Survival was the rule, theft the norm, including in bourgeois families where children were trained to loot the displays and empty the coal from the train carriages. Legality, order, discipline, obedience, stiffness, dignity, Germany’s reputation for a century and a half, were no longer valid on a daily basis. Poverty had smoothed social gaps so extravagantly that the right to property itself was no longer considered sacred; there were, so to speak, no longer, or almost, poor people or rich people.

READ ALSO “The Nazis outside”: massive mobilization in Germany against the far rightNo one escaped destitution, not even politicians to the extent that public power was held by the Allies. Berlin realized, in 1945 and despite itself, the dream of Moscow: exemplary egalitarianism, minus prosperity and security. Even though they were aware that they were suffering a paltry punishment compared to the deluge of fire they had inflicted on the world, some Germans were jealous of the camp survivors, who were naturally entitled to more housing, more food and more money. than them.

The Holocaust does not exist in the memory of Germans of the time

The Holocaust was virtually non-existent in individual and collective memory. Harald Jähner writes it everywhere: “The Shoah played such a minor role in the consciousness of most post-war Germans that one might be shocked. […] very few people spoke of it publicly, like the philosopher Karl Jaspers. Jews were not even explicitly mentioned in the confessions of guilt of the Protestant and Catholic Churches, which were the subject of long discussions. »

Germany admitted its fate while refusing its cause: it wanted to pay for the war, not for the murder of six million Jews. The human mind is so made that it believes in the performative power of discretion: keeping silent about a crime leads one to believe that it will eventually disappear. This Hitler, alas and whatever may be said, did not arrive at the chancellery through the operation of the Holy Spirit, nor even through a coup d’état. The Allies had not forgotten him.

Neither the murder of millions of Jews nor the crimes of the Wehrmacht had attenuated, for the majority, the feeling that order and correction were at home, in Germany.Harald Jähner

Even more remarkable, let’s not say delusional, the Germans were convinced they had discovered savagery. The explosion of crime occupied the press and obsessed the newspapers. How could Kant’s country sink into immorality? The question is in itself an insolence, as Harald Jähner very intelligently points out:

“The Germans, with their war crimes and genocide, had long since become criminals. […] Neither the murder of millions of Jews nor the crimes of the Wehrmacht had attenuated, for the majority, the feeling that order and correction were at home, in Germany.

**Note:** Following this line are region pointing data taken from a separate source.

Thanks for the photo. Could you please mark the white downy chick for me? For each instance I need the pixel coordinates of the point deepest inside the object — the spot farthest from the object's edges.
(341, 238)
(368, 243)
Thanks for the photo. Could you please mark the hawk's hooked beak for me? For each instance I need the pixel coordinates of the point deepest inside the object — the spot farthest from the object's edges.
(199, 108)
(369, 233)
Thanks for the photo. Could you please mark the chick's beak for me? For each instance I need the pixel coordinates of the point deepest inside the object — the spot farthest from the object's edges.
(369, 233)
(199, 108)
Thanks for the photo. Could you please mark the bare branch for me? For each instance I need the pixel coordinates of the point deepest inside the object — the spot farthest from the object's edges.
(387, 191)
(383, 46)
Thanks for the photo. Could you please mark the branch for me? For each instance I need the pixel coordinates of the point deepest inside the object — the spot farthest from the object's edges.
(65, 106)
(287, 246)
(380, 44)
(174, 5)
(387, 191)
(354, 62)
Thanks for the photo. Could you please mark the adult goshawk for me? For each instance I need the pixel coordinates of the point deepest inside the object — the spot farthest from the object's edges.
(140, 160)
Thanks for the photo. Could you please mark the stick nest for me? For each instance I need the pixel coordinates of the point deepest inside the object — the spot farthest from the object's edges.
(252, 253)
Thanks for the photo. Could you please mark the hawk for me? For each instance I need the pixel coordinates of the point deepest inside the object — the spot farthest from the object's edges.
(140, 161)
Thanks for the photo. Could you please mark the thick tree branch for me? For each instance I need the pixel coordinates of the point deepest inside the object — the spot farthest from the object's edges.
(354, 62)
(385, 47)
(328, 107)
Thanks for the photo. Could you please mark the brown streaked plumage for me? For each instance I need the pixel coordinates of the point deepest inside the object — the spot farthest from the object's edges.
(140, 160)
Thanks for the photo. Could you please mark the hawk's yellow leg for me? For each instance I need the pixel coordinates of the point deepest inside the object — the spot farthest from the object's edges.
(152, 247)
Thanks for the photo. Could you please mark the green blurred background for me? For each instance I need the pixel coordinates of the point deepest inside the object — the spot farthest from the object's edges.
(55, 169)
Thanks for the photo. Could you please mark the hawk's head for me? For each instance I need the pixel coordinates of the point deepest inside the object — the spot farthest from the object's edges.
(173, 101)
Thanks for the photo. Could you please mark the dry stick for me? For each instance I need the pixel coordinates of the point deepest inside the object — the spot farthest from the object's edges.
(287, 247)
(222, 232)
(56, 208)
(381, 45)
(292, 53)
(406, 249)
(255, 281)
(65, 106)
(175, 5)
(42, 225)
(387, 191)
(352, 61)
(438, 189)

They therefore watched with all the more fear as crime became a norm in these times of distress. »

Stability does not exist

This “black market” generation would transform, in the 1950s, into an exemplary people of civility, whose “petty bourgeois spirit” would be mocked for a long time. Failing to have carried out a convincing denazification, Germany will rush into the European project, will become the symbol of a new world by tearing down the Wall, will build an exemplary social and liberal democracy, will offer Berlin to European youth so that she comes to love herself, to dance, in freedom.

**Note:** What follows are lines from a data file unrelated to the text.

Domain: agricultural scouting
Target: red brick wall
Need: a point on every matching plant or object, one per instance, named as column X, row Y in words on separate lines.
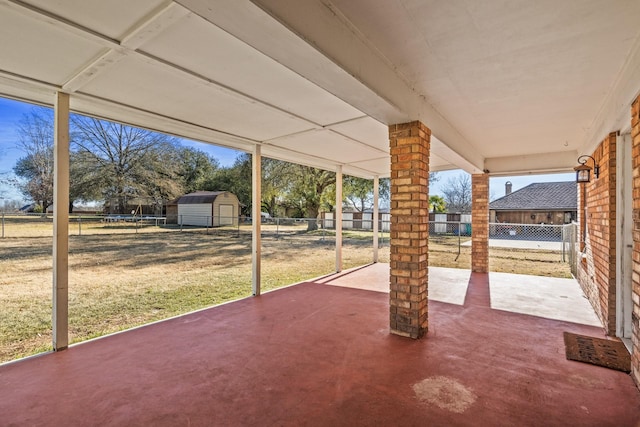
column 597, row 271
column 480, row 223
column 409, row 147
column 635, row 135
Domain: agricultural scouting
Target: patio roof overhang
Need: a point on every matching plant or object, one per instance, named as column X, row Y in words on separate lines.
column 518, row 89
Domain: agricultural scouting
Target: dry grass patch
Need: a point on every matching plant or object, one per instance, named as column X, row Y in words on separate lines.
column 118, row 281
column 123, row 279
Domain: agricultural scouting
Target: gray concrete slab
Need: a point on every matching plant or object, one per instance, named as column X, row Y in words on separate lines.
column 547, row 297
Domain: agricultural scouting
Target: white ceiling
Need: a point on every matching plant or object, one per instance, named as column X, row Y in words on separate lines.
column 509, row 86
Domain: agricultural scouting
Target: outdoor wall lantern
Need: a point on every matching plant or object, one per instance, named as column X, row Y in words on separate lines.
column 583, row 172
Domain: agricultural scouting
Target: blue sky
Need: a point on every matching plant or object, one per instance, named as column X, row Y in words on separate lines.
column 12, row 111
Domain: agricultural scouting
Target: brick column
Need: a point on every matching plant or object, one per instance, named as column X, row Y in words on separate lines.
column 480, row 223
column 635, row 316
column 409, row 143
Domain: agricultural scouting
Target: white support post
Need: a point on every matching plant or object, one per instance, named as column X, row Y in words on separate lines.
column 256, row 219
column 338, row 220
column 376, row 215
column 60, row 315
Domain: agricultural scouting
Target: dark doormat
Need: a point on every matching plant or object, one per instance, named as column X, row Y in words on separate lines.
column 597, row 351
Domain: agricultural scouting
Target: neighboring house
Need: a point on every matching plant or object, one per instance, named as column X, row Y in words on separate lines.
column 538, row 203
column 204, row 208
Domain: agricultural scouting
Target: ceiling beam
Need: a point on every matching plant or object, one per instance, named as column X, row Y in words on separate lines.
column 315, row 41
column 532, row 163
column 614, row 114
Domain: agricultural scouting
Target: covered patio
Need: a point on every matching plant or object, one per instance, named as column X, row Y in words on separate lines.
column 317, row 354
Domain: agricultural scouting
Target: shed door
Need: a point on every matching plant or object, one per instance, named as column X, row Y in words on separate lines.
column 226, row 215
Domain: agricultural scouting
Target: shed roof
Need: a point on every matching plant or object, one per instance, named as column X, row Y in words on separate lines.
column 540, row 196
column 198, row 197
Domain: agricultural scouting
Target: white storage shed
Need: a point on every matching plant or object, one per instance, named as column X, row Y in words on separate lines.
column 208, row 209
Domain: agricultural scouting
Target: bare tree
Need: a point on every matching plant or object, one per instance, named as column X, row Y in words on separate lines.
column 457, row 193
column 117, row 162
column 35, row 139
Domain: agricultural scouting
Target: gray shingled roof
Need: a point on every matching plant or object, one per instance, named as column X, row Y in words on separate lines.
column 540, row 196
column 198, row 197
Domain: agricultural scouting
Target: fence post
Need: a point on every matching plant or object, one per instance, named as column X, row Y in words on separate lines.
column 459, row 241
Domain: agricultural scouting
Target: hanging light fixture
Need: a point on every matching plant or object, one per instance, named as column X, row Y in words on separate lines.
column 583, row 171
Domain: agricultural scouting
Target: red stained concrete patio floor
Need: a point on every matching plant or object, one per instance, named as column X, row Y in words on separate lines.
column 319, row 355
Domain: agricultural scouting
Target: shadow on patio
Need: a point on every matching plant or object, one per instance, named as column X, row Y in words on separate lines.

READ ALSO Germany: the AfD’s response to criticism from Marine Le PenNature is such that stability does not exist: regression or progression are the only movements of humanity. Democracy, too, must constantly demonstrate its right to exist. History does not save anyone on principle. Not even Germany, once again challenged.

Born in 1990, Arthur Chevallier is a historian and editor at Passés Composites. He was curator of the exhibition “Napoléon” (2021), produced by the Grand Palais and La Villette. He has written several books devoted to the political and cultural posterity of Napoleon Bonaparte and the First Empire, “Napoleon told by those who knew him” (Grasset, 2014), “Napoleon without Bonaparte” (Cerf, 2018), “Napoleon and Bonapartism” (Que sais-je?, 2021), or even “Les Femmes de Napoléon” (Grasset, 2022).